Volume I, Domestic Preparedness Program in the Defense Against Weapons of Mass Destruction


1. Introduction

This report summarizes the Department of Defense (DoD) actions as requested by Public Law 104-201, National Defense Authorization Act for Fiscal Year 1997, Title XIV: Defense Against Weapons of Mass Destruction (WMD), Subtitle A: Domestic Preparedness. The Conference Report accompanying Public Law 104-208 Omnibus Consolidated Appropriations Act, 1997, requested DoD to submit a report to Congress on four specific issues that are outlined in the Scope of the Report.

1.1 Background

Within the last five years at least eleven states as well as other nations have experienced terrorist incidents. Some of the most widely publicized incidents were the bombing of the World Trade Center in 1993, the chemical terrorist attack on the Tokyo Subway system in 1995, the bombing of the Alfred P. Murrah Federal Building in Oklahoma City in 1995, and the Centennial Park bombing in Atlanta in 1996. With the increasing availability of raw materials and technology from worldwide sources, the potential use of WMD by subversive groups has mounted dramatically. In response to the growing concern of the potential use of WMD in a terrorist attack, Title XIV was established.

1.2 Responsibilities

Under Title XIV, Subtitle A, Domestic Preparedness, responsibilities for oversight and execution are as follows. The Assistant Secretary of Defense (Special Operations/Low Intensity Conflict) has responsibility for policy and resource oversight. The Assistant to The Secretary of Defense (Nuclear, Chemical & Biological Defense Programs) provides resource oversight for equipment procurement. Additionally, in accordance with Section 1413, Title XIV, the Secretary of Defense (SECDEF) designated the Secretary of the Army (SECARMY) to serve as the Executive Agent for the coordination of DoD training assistance to Federal, state, and local officials to better assist them in responding to threats involving chemical and biological weapons or related materials or technologies, including assistance in identifying, neutralizing, dismantling, and disposing of biological and chemical weapons and related materials and technologies. As the Executive Agent, the Secretary is responsible for developing the planning guidance, plans, implementation, and procedures for the Domestic Preparedness Program. The SECARMY subsequently named the Assistant Secretary of the Army (Installations, Logistics and Environment) (ASA(IL&E)) as the focal point for all matters in which the Army has executive agency, and the Director of Military Support (DOMS) as the DoD’s staff action agent. In a separate directive, the SECARMY directed the Commander, Army Materiel Command (AMC) to appoint a DoD Program Director. AMC subsequently directed Commander, Chemical Biological Defense Command (CBDCOM) to appoint a DoD Program Director with the primary responsibility to implement the basic elements of Title XIV.
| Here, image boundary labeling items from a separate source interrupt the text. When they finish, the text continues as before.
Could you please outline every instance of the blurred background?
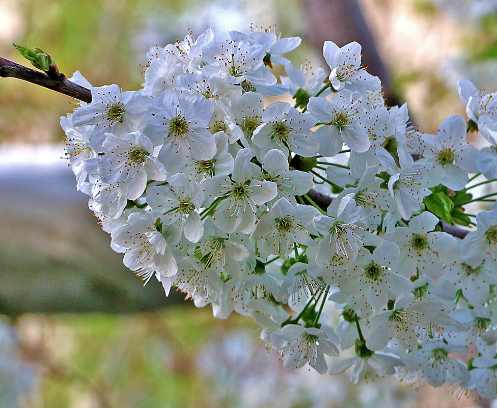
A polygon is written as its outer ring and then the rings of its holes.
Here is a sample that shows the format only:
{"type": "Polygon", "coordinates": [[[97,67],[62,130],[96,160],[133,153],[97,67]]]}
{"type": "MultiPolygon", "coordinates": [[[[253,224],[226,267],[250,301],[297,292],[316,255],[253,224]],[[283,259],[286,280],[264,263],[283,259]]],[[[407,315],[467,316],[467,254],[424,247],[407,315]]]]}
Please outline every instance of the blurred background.
{"type": "MultiPolygon", "coordinates": [[[[146,52],[209,26],[275,25],[324,65],[322,44],[363,45],[391,104],[434,133],[465,116],[458,79],[497,90],[497,12],[477,0],[0,0],[0,56],[39,47],[70,77],[136,90],[146,52]]],[[[283,73],[275,70],[276,75],[283,73]]],[[[76,191],[59,121],[69,97],[0,78],[0,408],[469,407],[447,387],[285,369],[249,319],[215,319],[144,288],[76,191]]]]}

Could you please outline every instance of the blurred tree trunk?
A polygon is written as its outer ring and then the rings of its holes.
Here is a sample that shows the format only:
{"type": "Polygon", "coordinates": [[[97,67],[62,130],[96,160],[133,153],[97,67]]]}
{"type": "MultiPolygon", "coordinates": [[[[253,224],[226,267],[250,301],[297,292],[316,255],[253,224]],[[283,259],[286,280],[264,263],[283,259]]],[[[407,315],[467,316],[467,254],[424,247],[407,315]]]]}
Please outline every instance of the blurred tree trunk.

The Senior Interagency Coordination Group (SICG) on Terrorism was established to facilitate the interagency coordination of policy issues and program activities in support of Federal initiatives to assist Federal, state, and local first responders in responding to WMD incidents. The SICG is composed of senior members from DoD, the Federal Emergency Management Agency (FEMA), the Federal Bureau of Investigation (FBI), the Public Health Service (PHS), the Environmental Protection Agency (EPA), the Department of Energy (DoE), the Department of Justice (DoJ), the Department of Transportation (DoT), United States Department of Agriculture (USDA), General Services Administration (GSA), and the National Communications System (NCS).

1.3 Scope of the Report

This report responds to four issues outlined by Congress. The report will assess the types and characteristics of chemical and biological threats against the U.S. and the capabilities of civilian agencies to respond to these threats; identify unmet training, equipment, and other requirements of civilian first responders necessary to provide a basic capability to respond to domestic chemical and biological attacks; identify DoD chemical/biological warfare information, expertise and equipment that could be adapted to civilian application to help meet identified requirements; and present a detailed plan for DoD assistance in equipping, training, and providing other necessary assistance for first responders to such incidents.

This report provides information to Congress on the status of the existing programs and initiatives required to enhance Federal, state, and local capabilities to respond to terrorist incidents involving WMD. The overall initiative uses existing Federal agencies’ chemical and biological assets and programs as the foundation for its program. The SICG members are building links between participating agencies to develop new programs to ensure that the intent of Congress is met as outlined in Title XIV and subsequent legislation. The DoD initiative is an evolving program. This report will provide information on the status of the individual components of the DoD program and plan. Volume I of this report is unclassified. Volume II provides an assessment which is classified SECRET US ONLY.